Our Identity in Christ

What Jesus said and did in the Gospels are signs of who he is. But how do we apply that to who we are in Christ? Where else can we turn to find additional guidance about who we are because of Christ’s work in our lives?

Colossians 3:8-17 can help us see the shape of who we are as God sees us. It begins by describing who we are not: people lost in anger or abusive language, in wrath (old word for “rage”) or malice, in lying to one another, or in slandering other people. That’s where we may have come from, not who we are in God’s eyes and are meant to be.

By contrast, Paul tells the Colossians, each of us “is being renewed in knowledge according to the image of the Creator.” Our identity in Christ is the real person we are and can live into more fully: our new self! The “knowledge” that reshapes us is not technical information of second-hand learning. It is “full knowledge,” wisdom in the inclusive sense.
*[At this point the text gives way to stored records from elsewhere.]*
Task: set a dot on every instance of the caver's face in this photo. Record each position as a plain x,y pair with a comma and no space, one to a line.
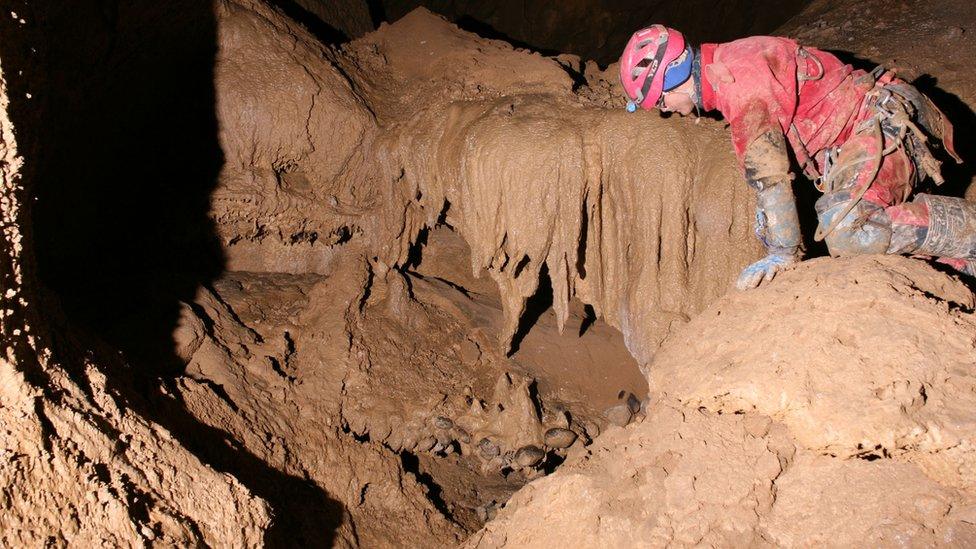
679,99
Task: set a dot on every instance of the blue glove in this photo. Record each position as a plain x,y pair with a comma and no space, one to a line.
764,270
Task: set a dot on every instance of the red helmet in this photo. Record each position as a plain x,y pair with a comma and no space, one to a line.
648,52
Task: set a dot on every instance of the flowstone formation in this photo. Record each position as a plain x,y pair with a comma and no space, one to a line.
390,284
838,414
540,179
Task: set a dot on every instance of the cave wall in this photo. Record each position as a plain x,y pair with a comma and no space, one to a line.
592,29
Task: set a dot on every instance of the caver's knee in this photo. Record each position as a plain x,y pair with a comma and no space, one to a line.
865,229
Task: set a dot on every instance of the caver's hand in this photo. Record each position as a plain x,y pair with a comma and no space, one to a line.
764,270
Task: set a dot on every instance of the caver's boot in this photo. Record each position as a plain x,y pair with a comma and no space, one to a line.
951,232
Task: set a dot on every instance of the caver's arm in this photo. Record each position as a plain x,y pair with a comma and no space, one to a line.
767,171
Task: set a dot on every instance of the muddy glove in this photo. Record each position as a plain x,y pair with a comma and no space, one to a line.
777,224
764,270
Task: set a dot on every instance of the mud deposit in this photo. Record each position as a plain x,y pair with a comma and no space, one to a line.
264,285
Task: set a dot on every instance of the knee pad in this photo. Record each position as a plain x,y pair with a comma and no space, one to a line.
865,229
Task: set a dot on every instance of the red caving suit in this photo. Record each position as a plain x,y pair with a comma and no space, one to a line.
762,84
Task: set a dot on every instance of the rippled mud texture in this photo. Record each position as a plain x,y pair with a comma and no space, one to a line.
839,415
378,289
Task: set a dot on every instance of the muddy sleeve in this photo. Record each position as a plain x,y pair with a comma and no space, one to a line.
767,170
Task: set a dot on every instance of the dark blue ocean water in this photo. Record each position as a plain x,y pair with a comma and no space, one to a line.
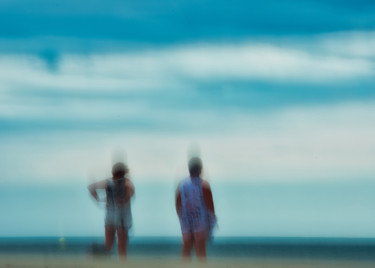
265,247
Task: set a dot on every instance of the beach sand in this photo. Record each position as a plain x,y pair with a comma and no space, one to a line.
88,262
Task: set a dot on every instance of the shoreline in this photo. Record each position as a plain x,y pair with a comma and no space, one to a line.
53,261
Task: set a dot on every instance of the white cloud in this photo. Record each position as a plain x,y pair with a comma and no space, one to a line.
317,142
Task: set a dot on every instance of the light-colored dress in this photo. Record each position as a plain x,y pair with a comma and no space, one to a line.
118,212
193,216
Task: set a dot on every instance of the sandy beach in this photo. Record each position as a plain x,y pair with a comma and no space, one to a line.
87,262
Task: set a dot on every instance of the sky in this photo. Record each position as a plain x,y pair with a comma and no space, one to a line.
276,96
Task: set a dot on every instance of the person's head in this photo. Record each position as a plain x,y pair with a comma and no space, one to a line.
119,170
195,166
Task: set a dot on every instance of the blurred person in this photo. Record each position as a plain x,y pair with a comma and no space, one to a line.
196,212
119,190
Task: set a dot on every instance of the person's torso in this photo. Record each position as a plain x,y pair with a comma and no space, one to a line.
192,202
116,194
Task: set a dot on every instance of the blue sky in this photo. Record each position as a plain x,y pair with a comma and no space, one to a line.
278,96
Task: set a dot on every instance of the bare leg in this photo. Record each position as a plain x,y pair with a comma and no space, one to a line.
122,236
187,246
109,237
200,245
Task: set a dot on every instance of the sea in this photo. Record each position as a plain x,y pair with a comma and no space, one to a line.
219,247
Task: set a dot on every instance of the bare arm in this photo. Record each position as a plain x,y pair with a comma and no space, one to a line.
178,201
129,188
97,185
207,195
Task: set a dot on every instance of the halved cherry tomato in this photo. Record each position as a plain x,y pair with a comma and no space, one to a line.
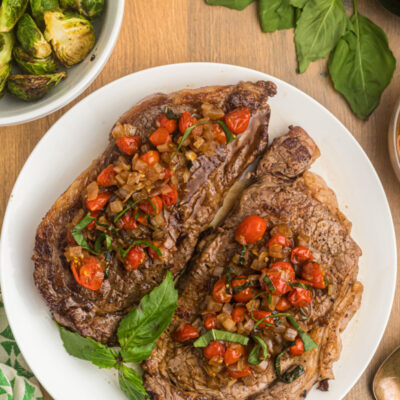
238,314
300,255
221,293
262,315
210,321
171,197
250,230
128,144
214,349
169,124
153,208
134,258
160,136
300,297
99,202
186,332
297,349
238,120
244,295
89,273
106,177
151,157
313,273
233,353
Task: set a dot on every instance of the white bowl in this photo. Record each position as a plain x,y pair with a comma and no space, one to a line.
14,111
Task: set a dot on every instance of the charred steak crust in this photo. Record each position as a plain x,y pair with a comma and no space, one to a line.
284,192
97,313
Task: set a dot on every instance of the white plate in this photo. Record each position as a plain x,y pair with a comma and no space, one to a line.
81,135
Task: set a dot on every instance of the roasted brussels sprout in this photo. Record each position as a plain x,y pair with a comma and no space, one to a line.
32,65
38,7
88,8
31,38
33,87
10,12
71,35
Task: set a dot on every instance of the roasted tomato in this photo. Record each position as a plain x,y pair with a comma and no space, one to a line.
214,349
106,177
297,349
134,258
250,230
186,332
128,144
301,255
314,273
238,120
169,124
152,206
151,157
221,293
258,315
245,295
88,273
233,353
99,202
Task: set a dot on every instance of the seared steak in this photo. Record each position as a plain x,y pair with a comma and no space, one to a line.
96,313
284,192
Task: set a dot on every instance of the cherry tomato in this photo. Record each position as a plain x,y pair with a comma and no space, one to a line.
160,136
233,353
238,120
297,349
169,124
219,133
313,273
153,208
106,177
134,258
220,292
214,349
170,198
151,157
210,321
128,144
244,295
300,297
262,315
238,314
186,332
89,273
300,255
250,230
99,202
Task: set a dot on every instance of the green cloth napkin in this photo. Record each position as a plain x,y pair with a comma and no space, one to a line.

What I like the most about this statement by Paul is that it’s written in the present tense. We are being renewed every day. Such renewal is a process, an ongoing action. But that doesn’t mean it’s easy. It can only come with our making life-giving choices day after day. Sometimes it’s a struggle to keep choosing to trust God. But there are signposts we can look for along the way, as we try to live such a life.
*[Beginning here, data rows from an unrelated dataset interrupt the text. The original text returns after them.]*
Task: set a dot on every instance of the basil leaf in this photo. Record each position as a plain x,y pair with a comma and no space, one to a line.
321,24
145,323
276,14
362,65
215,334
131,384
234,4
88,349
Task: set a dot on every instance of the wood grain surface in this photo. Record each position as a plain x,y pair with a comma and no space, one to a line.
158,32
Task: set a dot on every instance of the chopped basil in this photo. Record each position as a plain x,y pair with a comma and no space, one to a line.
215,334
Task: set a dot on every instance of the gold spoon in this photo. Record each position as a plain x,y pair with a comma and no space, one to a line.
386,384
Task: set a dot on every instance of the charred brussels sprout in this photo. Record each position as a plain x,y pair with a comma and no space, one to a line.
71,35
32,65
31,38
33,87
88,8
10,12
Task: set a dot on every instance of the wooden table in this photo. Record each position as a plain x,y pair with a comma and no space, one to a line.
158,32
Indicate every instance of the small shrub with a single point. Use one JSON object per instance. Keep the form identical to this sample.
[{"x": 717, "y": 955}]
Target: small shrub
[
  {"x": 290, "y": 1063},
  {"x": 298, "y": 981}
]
“Christ is all and in all,” Paul says, declaring our intended focus. Our deep identity in Christ means we’re no longer meant to divide ourselves according to all kinds of human distinctions. Paul states the major divisions of his own day: those who were part of respectable Greek culture versus a distinctively Jewish way of living; men who were circumcised versus the majority of the world who were not; those who were Scythians versus all the world’s tribes whom they called barbarians. And the most basic division of that time was the favored few who were recognized citizens of the Roman Empire versus the millions more who had been turned into slaves. Living according to these divisions set up a strong hierarchy of valuing people according to status, religion, power, and money.
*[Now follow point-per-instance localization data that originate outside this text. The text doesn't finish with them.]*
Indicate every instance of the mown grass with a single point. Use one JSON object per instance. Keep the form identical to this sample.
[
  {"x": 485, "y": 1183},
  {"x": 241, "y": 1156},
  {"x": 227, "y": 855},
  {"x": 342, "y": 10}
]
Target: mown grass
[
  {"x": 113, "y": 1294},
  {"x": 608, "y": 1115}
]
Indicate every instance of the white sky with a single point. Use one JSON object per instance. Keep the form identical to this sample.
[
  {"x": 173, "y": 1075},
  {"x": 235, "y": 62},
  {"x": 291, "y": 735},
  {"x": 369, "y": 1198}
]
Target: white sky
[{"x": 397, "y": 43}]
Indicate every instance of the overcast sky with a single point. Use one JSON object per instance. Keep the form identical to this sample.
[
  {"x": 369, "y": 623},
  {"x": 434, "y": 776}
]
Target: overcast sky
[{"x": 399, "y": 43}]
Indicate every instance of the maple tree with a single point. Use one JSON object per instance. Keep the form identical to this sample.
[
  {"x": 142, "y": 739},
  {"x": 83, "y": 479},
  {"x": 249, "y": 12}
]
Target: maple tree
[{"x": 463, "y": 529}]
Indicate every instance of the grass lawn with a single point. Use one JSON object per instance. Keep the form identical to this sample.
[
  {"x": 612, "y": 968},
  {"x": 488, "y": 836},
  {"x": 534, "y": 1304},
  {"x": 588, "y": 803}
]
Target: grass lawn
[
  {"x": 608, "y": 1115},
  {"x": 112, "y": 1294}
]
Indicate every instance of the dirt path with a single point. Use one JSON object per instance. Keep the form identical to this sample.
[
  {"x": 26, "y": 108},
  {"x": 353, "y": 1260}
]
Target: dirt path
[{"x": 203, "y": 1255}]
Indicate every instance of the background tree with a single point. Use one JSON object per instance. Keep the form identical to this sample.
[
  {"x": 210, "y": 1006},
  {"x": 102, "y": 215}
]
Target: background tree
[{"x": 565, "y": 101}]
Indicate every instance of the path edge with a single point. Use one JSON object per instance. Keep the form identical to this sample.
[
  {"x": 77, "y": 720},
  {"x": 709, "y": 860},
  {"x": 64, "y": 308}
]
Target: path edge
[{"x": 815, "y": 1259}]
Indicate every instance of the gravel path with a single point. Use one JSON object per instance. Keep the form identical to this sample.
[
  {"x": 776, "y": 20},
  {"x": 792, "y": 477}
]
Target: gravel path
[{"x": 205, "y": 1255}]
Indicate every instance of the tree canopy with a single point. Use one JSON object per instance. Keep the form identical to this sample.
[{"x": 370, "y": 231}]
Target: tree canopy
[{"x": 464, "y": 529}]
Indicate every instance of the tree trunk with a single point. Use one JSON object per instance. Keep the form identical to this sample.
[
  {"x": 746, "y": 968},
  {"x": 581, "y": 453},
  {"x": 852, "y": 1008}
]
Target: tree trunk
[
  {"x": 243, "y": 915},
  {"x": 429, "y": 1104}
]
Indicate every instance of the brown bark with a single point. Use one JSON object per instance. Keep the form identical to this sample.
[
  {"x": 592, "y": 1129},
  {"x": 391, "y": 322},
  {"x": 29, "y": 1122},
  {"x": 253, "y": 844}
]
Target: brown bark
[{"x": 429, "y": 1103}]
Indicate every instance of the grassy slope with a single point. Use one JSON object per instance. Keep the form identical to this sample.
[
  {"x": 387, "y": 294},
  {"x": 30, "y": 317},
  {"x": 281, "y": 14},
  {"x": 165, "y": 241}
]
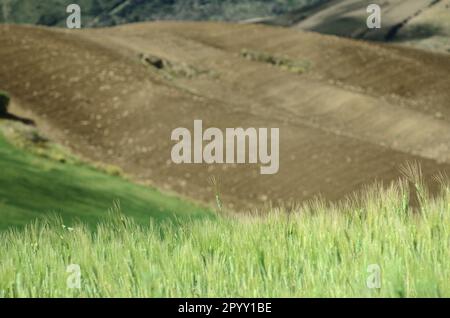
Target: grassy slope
[
  {"x": 318, "y": 251},
  {"x": 33, "y": 186},
  {"x": 110, "y": 12}
]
Paul’s words here fit with what author, pastor and spiritual director Adele Ahlberg Calhoun says about the false self versus the true self. The false self, she states, is fabricated on all kinds of secondary things, such as  status, success, family, accomplishments, and reputation. But our true self is living as God’s beloved children and as friends of Jesus; as God’s temple, where we worship God; as chosen by God and as God’s works of art, fearfully and wonderfully made. “Our truest identity can never be something we accomplish, earn or prove on our own,” Calhoun says. “It is a gift we receive from Jesus.”1

Returning to Colossians, we find Paul’s list of traits and actions that describe who we are when we live in Christ: “bearing with” one another with patience, compassion, kindness, and humility; being thankful and singing to God; teaching and admonishing one another out of the gratitude in our hearts; and forgiving each other whenever necessary. These actions all point to letting the peace of Christ rule in our hearts. Paul summarizes by saying, “Do everything in the name of the Lord Jesus, giving thanks to God the Father through Him.”

God has given each of us a unique identity in Christ from our very beginning. Throughout our lifetime, we can learn to recognize it and increasingly claim it as our own.

Betsy Schwarzentraub

 See also: Genesis and the Image of God; Ephesians 4:22-24; Romans 7:5-6

                       

1 – Adele Ahlberg Calhoun, Spiritual Disciplines Handbook: Practices That Transform Us, pp. 99f.